Относительно мелкого транспортного средства объяснения и в самом деле были бы лишними. Звук двигателя квадроцикла уже отчетливо влетал в окна помещения, как застекленные, так и неплотно забитые тонким листовым металлом. Жесть была кое-где по краям помята, пропускала и холод, и звуки. Не исключено, что и сама она выполняла роль мембраны, усиливала звуки, приходящие с улицы.

– Чайник включите! – потребовал командир. – Люди с холода, а Иван Иванович и с ветра.

Можно было выходить. Лесничий с Иващенко двинулись встречать комбата. Они пожали Стерху руку, поздоровались и с ополченцем, прибывшим с ним.

Это был невысокий крепыш с неестественно бледным лицом. Впечатление было такое, будто он снега объелся. Его физиономия светилась в ночи ярким пятном.

– С ним разговаривать нужно громко, – прошептал Стерх. – Юрий Прокопьевич под завалом побывал и барабанную перепонку повредил. Сейчас одним ухом плохо слышит. Все зависит от того, каким боком он к вам повернулся. А я все время забываю, правое или левое ухо у него травмировано. Склероз…

– Это еще не склероз, – сказал Величко, неслышно появившийся рядом. – Склероз – это когда прохватывает понос, бежишь в туалет и не помнишь, где он находится.

– Вопрос со слухом мы решим, – вдруг пообещал Лесничий.

Стерх не понял, как именно его гость собирался это сделать, но переспрашивать не стал.
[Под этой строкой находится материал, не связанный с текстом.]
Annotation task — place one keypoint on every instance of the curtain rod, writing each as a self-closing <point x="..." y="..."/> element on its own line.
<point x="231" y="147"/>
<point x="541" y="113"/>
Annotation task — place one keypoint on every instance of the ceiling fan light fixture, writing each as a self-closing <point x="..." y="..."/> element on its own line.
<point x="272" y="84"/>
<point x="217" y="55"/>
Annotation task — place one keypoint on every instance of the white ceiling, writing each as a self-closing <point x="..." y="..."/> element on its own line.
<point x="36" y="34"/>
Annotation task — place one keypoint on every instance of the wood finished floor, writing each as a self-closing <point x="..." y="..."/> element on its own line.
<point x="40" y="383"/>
Наверное, потому, что отвлекся на звук двигателя квадроцикла.

Тут же в ворота въехал и сам начальник разведки батальона. Волкодавы простились с ним совсем недавно, но все равно поздоровались. Ведь официально начался новый боевой день, который в мирной жизни обычно называют рабочим. Он для каждого может оказаться последним.
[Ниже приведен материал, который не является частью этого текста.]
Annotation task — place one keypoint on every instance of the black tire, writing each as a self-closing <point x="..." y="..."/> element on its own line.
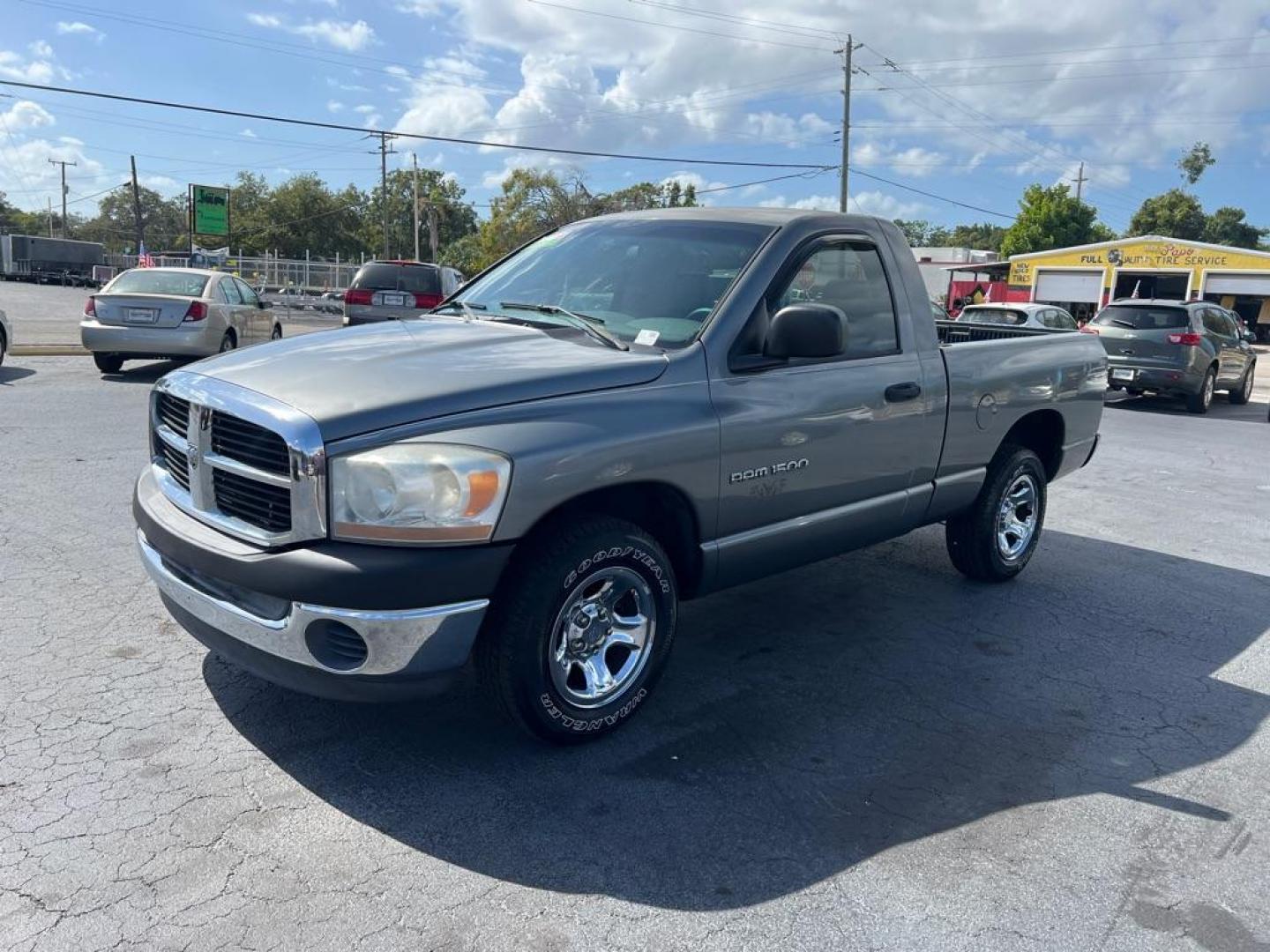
<point x="972" y="536"/>
<point x="108" y="363"/>
<point x="550" y="573"/>
<point x="1243" y="394"/>
<point x="1200" y="401"/>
– Я приказал чайник поставить. Пойдемте греться, – сказал Сергей Ильич и первым вошел в дверной проем.

Все зашли в помещение. Дверь за собой прикрыли плотно, поскольку на улице заметно подмораживало. Кружки с чаем уже ждали гостей.

– Когда едем? – спросил Стерх, сделав маленький аккуратный глоток.

– Как только согреетесь.

– Тогда будем греться быстрее, – сказал Стерх и сделал один за другим сразу три глотка. – У нас своя операция намечается. Будем долбить ту самую нацгвардию, которая собирается в Жупаново наведаться. Я позвонил командованию в Донецк. Нам подбрасывают сразу четыре минометных дивизиона. Нацики у нас никуда высунуться не смогут. Запустим беспилотник для корректировки огня. Минометчики своей долбежкой наш переход прикроют. Я силами своего батальона блокирую их попытку к передислокации. Но к делу следует тщательно подготовиться. У нацгвардии тоже силы немалые. Нам необходимо заранее скрытно обойти два их блокпоста. Еще один в глубине стоит. Укры словно ждут на этом направлении нашего прорыва. Только вот я не понимаю, зачем они стараются дороги перекрывать. Мы же с детства пешком и ползком передвигаться умеем. А для этого дорога не требуется. Но это их проблемы. Нам надо их раздолбать, только и всего.

– Хорошее дело, – согласился Лесничий. – Но этим заниматься лучше ближе к вечеру.

– Да, я знаю. Мы потому и планируем выдвигаться часов в пять вечера. Перед наступлением темноты. До этого только минами их кормить начнем. Но в Жупаново не пустим. Еще два взвода пойдут в само село, чтобы нацики, которые там стоят, не напоганили с местными жителями. В Жупаново два минометных дивизиона. Мы думаем их в темноте потихоньку задавить. Надо отучать их минометы в огородах ставить. Это вопрос принципиальный. Думаю, село мы у укропов отобьем.

– Мои ребята уже изучают пути обхода, – сообщил Иван Иванович. – По карте-то все и так ясно. Но нужно сначала просто пройти и посмотреть. А то карты часто с жизнью несовместимы. Здесь у нас ситуация порой по пять раз в сутки меняется.

– В пять часов? Переиграть можете? – вопрос Сергея был адресован комбату.

– В какую сторону? – уточнил Стерх и почесал нос, покрасневший от чая.

Лесничий впервые увидел, чтобы такой эффект давал именно этот напиток. Обычно подобное происходит от совершенно иных жидкостей.

– На час или даже на два позже. Выдвинуться-то можно вовремя, если есть необходимость и не боитесь замерзнуть.

– Не боимся. Днем все оттает. Замерзать только к следующему утру начнет.